A data de 17 de dezembro de 2017 marca alguns festejos do San Lorenzo. O clube celebra os 45 anos da ocasião em que se tornou o primeiro time a vencer os dois campeonatos de uma mesma temporada na Argentina – na época, o Metropolitano e o Nacional, saga contada neste Especial. Além de festejar essa campanha, que teve direito ao retorno do ídolo quarentão José Sanfilippo, que estava no Bahia, para o ataque, os cuervos também comemoram o aniversário do torcedor mais ilustre, o Papa Francisco. Mas vale o registro de outro aniversariante da história azulgrana, por sinal também ex-jogador do Bahia: Carlos Adolfo Buttice, o primeiro argentino do Corinthians.

Se o Corinthians proclama-se “o clube mais brasileiro” em seu hino, havia um quê de verdade até 1974. O time já havia contado com jogadores forasteiros, incluindo italianos (alguns dos quais depois fundariam o Palmeiras), portugueses, libaneses, húngaros e até espanhóis (um deles, José Ufarte esteve pela Espanha na Copa de 1966), além do uruguaio Armando Graham Bell, mas todos crescidos no Brasil. Dos anos 30 aos 40, quando as grandes potências preocupavam-se em ter argentinos e uruguaios no elenco, no chamado Platinismo, o Timão contou no máximo com o charrua Armando Graham Bell, revelado no Internacional.
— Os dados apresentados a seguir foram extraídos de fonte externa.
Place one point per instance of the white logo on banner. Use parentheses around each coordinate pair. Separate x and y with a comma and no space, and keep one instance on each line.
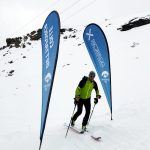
(89,34)
(48,77)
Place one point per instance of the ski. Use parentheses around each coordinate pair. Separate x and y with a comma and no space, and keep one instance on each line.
(96,138)
(75,130)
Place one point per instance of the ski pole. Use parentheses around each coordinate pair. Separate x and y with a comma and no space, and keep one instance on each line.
(70,121)
(91,113)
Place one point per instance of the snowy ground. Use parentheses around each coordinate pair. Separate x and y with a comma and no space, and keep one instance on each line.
(20,96)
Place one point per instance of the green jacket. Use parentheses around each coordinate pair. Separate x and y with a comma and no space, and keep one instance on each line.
(85,88)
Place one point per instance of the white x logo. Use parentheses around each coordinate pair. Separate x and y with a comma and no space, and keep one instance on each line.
(89,34)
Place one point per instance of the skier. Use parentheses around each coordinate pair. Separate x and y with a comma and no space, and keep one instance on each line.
(83,97)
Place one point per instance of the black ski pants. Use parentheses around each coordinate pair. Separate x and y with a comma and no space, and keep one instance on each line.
(87,105)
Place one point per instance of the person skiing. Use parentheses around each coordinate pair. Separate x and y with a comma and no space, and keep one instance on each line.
(83,97)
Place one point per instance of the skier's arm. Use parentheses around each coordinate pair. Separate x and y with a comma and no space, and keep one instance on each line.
(81,84)
(97,90)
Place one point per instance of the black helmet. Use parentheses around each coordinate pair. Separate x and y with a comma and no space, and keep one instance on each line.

Assim, Buttice teria sido o primeiro jogador 100% estrangeiro do Corinthians (“jogador”, pois o clube já havia contado com os treinadores Tilger, Jim Lopes e Filpo Núñez), ainda que já jogasse no Brasil quando foi contratado em 1974, dez anos após o início da trajetória desse goleiro. Ela começou na segunda divisão de 1964 pelo Los Andes, o time de Lomas de Zamora que é o rival original do Banfield. Pelas Milrayitas (“Mil Listrinhas”, alusão à camisa), não passou de um sétimo lugar na chave sul do campeonato – a uma posição e a dois pontos do último classificado à segunda fase. O que não impediu que no ano seguinte rumasse a um time de porte bem maior, o Huracán, sob empréstimo.

No Los Andes, em 1964, é o último agachado

O Huracán, outrora visto como “sexto grande”, já não fazia jus ao posto. Ficou só em 12º de um torneio com dezoito times, com o detalhe de ter a segunda pior defesa, levando 54 gols – o lanterna Chacarita sofreu um a menos. Mas, tal como no Los Andes, o desempenho parecia enganoso quanto às qualidades do goleiro. E assim escreve o Diccionario Azulgrana, tirando uma casquinha do rival: “o destino lhe tinha guardado uma carta vencedora. Porque se sabe, não é a mesma coisa representar a instituição de Parque Patricios que fazê-lo no San Lorenzo. Esse foi seu desafio: vestir a camisa de uma equipe grande e brigar por coisas à altura da magnitude do clube”.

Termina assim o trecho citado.